Benefits for longevity Clearing senescent cells improves tissue regeneration, reduces inflammation, and enhances physical performance in animal models. Early human trials show promise in improving measures such as pulmonary function, mobility, and skin health.
Safety and monitoring Although many senolytics are well tolerated, they can cause side effects like fatigue, gastrointestinal discomfort, or cytopenias. Monitoring includes blood tests for liver enzymes, kidney function, and inflammatory markers, as well as tracking symptoms and biomarkers of senescence.
- Assess senescence burden: Measure biomarkers such as p16INK4a expression or SASP factors in blood samples.
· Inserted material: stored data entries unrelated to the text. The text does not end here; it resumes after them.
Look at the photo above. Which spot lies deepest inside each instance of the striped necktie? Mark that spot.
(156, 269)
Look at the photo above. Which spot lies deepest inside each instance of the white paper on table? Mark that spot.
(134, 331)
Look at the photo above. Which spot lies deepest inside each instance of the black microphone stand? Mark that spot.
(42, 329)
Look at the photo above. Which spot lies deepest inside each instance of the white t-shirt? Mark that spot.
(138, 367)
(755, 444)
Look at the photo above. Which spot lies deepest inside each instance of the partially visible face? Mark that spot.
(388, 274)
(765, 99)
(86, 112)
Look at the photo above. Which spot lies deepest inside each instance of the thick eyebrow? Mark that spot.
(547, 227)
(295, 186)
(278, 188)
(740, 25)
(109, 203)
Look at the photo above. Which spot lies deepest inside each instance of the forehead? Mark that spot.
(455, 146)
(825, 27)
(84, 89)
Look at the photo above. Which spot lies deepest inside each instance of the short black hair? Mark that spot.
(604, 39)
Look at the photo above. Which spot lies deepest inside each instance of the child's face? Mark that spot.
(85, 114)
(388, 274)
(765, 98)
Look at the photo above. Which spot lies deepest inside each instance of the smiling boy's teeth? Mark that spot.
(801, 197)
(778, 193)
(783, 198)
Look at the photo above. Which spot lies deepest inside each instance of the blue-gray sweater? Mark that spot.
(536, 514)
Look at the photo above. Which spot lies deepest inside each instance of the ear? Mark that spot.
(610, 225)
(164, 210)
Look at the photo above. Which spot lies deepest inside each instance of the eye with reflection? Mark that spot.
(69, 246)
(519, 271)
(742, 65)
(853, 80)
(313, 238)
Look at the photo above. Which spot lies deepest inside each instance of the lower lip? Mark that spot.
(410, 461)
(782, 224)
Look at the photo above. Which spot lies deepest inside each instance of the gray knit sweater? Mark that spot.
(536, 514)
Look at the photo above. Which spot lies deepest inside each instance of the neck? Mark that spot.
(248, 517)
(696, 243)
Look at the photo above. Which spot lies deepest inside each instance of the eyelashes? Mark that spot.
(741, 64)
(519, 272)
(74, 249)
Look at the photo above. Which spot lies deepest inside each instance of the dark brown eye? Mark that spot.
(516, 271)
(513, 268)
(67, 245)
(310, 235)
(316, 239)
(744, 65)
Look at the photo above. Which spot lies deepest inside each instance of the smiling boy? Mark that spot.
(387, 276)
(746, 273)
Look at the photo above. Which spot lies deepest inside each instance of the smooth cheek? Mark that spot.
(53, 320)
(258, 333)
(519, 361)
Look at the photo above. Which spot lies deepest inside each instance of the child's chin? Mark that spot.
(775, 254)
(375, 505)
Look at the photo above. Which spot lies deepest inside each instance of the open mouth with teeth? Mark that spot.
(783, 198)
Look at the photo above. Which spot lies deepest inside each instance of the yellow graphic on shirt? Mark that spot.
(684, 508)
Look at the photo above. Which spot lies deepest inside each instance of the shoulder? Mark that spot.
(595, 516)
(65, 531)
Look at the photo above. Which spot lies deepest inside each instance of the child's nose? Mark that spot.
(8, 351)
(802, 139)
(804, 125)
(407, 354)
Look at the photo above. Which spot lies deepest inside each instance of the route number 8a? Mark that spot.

- Select a protocol: Choose senolytic agents and dosing schedule based on health status and risk factors.
- Implement treatment: Administer the regimen under medical supervision with periodic monitoring.
- Evaluate outcomes: Track physical performance, inflammatory markers, and organ function over six to twelve months.
Future directions Research aims to develop targeted senolytics that clear senescent cells in specific organs without affecting healthy cells. Advances in drug delivery, such as nanoparticles and tissue‐specific ligands, may increase efficacy and reduce off‐target effects.